1Department of Surgery, Faculty of Medicine, Baskent University, 06490 Ankara, Turkey
2Department of Surgery, Diyarbakir Education and Research Hospital, 21400 Diyarbakir, Turkey

Received 15 November 2011; Revised 20 March 2012; Accepted 21 March 2012

Academic Editor: Jeffrey M. Weinberg

Copyright © 2012 Hakan Yabanoglu et al. This is an open access article distributed under the Creative Commons Attribution License, which permits unrestricted use, distribution, and reproduction in any medium, provided the original work is properly cited.
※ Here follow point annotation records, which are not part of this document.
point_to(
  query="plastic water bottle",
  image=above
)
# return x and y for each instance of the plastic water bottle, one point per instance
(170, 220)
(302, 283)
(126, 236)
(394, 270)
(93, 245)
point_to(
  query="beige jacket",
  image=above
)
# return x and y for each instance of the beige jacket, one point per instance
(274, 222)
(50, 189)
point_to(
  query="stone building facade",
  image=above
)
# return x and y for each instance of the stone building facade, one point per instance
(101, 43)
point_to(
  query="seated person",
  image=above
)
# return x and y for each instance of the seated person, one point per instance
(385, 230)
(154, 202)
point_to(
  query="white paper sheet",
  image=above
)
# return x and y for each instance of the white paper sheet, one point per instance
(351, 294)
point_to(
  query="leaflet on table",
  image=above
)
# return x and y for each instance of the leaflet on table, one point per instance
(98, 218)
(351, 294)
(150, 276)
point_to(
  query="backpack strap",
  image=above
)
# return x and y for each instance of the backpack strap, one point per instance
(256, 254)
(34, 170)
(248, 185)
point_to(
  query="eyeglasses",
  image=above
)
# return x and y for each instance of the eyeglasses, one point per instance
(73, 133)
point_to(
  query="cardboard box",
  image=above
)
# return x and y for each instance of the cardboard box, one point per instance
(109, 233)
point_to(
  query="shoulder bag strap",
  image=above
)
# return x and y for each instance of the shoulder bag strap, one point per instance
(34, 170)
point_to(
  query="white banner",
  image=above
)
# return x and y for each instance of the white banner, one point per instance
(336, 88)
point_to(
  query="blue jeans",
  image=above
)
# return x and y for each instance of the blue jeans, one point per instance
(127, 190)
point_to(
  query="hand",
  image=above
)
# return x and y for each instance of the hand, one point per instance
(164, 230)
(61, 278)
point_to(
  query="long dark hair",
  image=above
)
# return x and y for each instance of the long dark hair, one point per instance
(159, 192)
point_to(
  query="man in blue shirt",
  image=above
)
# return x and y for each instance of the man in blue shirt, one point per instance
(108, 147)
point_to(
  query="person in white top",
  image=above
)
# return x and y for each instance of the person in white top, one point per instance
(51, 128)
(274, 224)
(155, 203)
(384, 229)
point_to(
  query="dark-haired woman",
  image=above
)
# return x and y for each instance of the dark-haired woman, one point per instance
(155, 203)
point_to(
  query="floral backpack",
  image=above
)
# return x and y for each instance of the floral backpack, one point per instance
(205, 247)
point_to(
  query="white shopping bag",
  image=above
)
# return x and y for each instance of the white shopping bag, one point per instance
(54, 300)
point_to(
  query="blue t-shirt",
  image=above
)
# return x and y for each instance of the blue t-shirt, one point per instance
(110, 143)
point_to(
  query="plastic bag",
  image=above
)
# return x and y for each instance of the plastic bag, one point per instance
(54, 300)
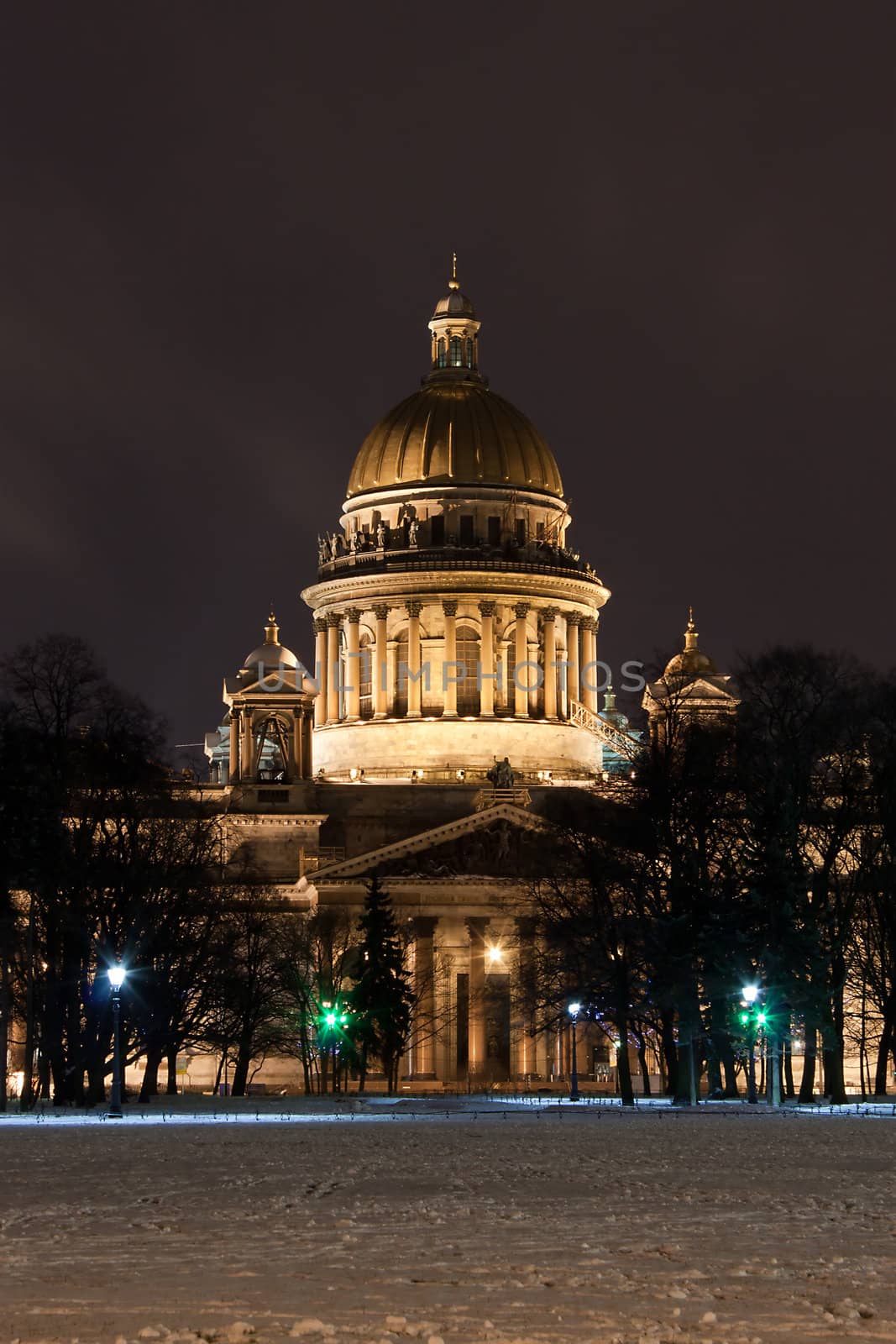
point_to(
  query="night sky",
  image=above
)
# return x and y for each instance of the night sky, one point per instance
(223, 232)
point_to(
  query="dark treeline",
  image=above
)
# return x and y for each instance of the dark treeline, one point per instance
(107, 858)
(759, 847)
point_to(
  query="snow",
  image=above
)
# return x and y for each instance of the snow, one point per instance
(464, 1222)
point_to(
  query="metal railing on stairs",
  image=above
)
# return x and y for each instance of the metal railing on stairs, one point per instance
(611, 737)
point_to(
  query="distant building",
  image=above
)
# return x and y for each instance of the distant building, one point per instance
(454, 682)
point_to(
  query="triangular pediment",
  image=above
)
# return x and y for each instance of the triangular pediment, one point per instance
(481, 844)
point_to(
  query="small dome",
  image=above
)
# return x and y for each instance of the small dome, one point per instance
(459, 433)
(691, 662)
(454, 306)
(271, 654)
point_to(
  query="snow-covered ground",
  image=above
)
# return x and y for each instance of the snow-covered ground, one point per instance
(479, 1223)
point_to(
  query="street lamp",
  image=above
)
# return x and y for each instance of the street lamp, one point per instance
(116, 980)
(748, 996)
(574, 1079)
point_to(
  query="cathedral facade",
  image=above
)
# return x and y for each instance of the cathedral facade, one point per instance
(454, 682)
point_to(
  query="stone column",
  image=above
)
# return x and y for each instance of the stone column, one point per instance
(589, 655)
(235, 727)
(476, 1021)
(449, 667)
(298, 746)
(308, 754)
(425, 994)
(550, 642)
(414, 660)
(320, 671)
(379, 672)
(486, 660)
(524, 1054)
(352, 665)
(332, 669)
(573, 660)
(520, 656)
(248, 749)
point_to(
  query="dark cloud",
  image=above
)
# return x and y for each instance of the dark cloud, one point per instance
(223, 228)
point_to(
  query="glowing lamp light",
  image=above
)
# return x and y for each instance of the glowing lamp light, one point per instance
(117, 978)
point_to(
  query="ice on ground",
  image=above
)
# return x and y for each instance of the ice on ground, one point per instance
(527, 1229)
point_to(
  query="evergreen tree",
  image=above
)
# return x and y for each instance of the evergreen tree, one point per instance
(383, 998)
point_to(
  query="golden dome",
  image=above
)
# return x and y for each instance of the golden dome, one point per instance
(454, 432)
(691, 662)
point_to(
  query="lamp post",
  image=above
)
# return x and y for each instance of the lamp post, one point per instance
(574, 1073)
(116, 980)
(748, 998)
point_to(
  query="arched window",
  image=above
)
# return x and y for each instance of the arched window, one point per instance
(365, 676)
(468, 654)
(401, 676)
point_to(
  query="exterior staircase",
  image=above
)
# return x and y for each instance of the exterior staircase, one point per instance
(613, 738)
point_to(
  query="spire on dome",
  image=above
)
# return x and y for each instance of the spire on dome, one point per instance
(454, 327)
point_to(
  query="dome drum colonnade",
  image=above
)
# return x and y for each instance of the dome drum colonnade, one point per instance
(439, 667)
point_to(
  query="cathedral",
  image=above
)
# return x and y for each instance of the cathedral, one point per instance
(454, 682)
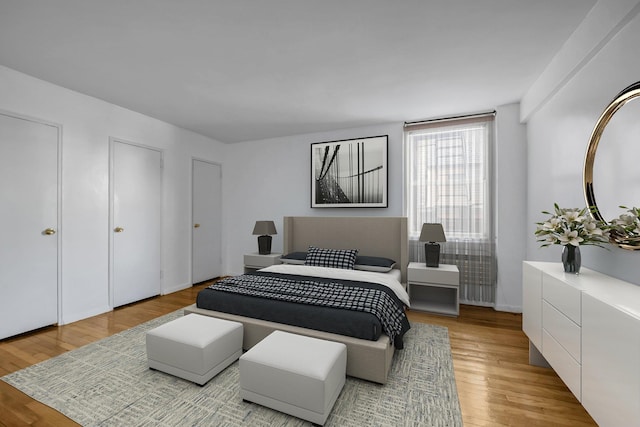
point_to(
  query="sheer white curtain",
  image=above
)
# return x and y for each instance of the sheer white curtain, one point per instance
(449, 181)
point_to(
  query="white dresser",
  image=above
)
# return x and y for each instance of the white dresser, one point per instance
(587, 327)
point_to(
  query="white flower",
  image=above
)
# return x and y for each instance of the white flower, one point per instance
(573, 215)
(570, 238)
(572, 227)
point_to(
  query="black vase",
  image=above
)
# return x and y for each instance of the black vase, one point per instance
(571, 259)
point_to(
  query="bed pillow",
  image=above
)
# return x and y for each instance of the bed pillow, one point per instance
(372, 263)
(297, 258)
(334, 258)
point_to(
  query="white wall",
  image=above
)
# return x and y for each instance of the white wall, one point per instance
(87, 123)
(510, 200)
(270, 179)
(559, 130)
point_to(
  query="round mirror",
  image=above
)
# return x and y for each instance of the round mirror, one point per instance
(614, 175)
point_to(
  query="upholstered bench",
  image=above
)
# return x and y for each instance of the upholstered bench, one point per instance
(194, 347)
(294, 374)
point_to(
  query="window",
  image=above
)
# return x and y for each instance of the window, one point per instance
(448, 181)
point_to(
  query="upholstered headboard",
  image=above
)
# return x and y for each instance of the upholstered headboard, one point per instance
(372, 236)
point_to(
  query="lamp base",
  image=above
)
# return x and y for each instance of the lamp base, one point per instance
(264, 245)
(432, 254)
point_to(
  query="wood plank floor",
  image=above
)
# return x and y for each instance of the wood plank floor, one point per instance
(496, 385)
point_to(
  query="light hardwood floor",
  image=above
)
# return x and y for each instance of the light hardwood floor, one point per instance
(496, 385)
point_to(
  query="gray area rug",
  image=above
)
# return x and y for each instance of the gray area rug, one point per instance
(108, 383)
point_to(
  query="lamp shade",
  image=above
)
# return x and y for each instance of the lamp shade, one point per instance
(264, 228)
(432, 233)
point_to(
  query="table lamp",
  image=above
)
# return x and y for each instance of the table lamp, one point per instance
(432, 233)
(264, 230)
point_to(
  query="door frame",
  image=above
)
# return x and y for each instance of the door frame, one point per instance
(222, 238)
(58, 128)
(112, 144)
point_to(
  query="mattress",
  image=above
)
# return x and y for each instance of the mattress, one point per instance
(353, 323)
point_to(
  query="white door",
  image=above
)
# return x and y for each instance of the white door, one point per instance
(207, 221)
(136, 174)
(29, 219)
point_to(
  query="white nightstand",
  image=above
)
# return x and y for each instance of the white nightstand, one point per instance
(255, 261)
(434, 289)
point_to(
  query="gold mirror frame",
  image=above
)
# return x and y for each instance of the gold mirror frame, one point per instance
(628, 94)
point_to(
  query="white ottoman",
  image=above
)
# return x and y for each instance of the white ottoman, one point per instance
(294, 374)
(194, 347)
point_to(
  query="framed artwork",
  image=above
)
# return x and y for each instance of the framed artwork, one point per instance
(350, 173)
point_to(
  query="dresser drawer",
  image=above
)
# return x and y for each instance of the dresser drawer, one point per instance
(563, 297)
(563, 329)
(561, 361)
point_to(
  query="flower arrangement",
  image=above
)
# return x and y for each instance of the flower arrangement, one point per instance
(573, 227)
(626, 228)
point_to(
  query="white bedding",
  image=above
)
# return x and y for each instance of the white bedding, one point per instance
(389, 279)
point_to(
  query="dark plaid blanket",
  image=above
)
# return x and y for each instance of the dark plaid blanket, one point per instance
(331, 294)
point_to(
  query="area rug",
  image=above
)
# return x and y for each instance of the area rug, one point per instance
(108, 383)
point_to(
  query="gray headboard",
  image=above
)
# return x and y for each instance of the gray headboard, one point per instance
(372, 236)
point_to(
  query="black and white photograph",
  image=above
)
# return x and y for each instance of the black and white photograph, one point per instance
(349, 173)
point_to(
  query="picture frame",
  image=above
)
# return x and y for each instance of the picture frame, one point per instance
(350, 173)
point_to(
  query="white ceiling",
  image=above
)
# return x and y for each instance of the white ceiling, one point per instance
(238, 70)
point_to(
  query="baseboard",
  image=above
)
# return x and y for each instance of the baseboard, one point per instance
(66, 319)
(509, 308)
(176, 288)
Mustard seeds have been used in traditional folk medicine as a stimulant, diuretic, and purgative and to treat a variety of ailments including peritonitis and neuralgia. Mustards are still used today in mustard plasters to treat rheumatism, arthritis, chest congestion, aching back, and sore muscles. To make a mustard plaster, mix equal parts of flour and powdered mustard and spread it as a paste on a doubled piece of soft cloth. Apply mustard plaster to the affected area for a maximum of 15 minutes. Prolonged application can result in burns to the skin and nerve damage. Skin lesions occur within hours after exposure, and there is no significant therapy procedure. This case report is about a patient with second-degree burn, occurred when a mixture including mustard seed was exposed to her skin in the pain therapy of the osteoarthritis in her left knee. There are no studies analyzing treatment of skin burns induced by mustard seed in the literature. While in this type of burns our experience is limited, we think that conservative approach should be first choice of treatment.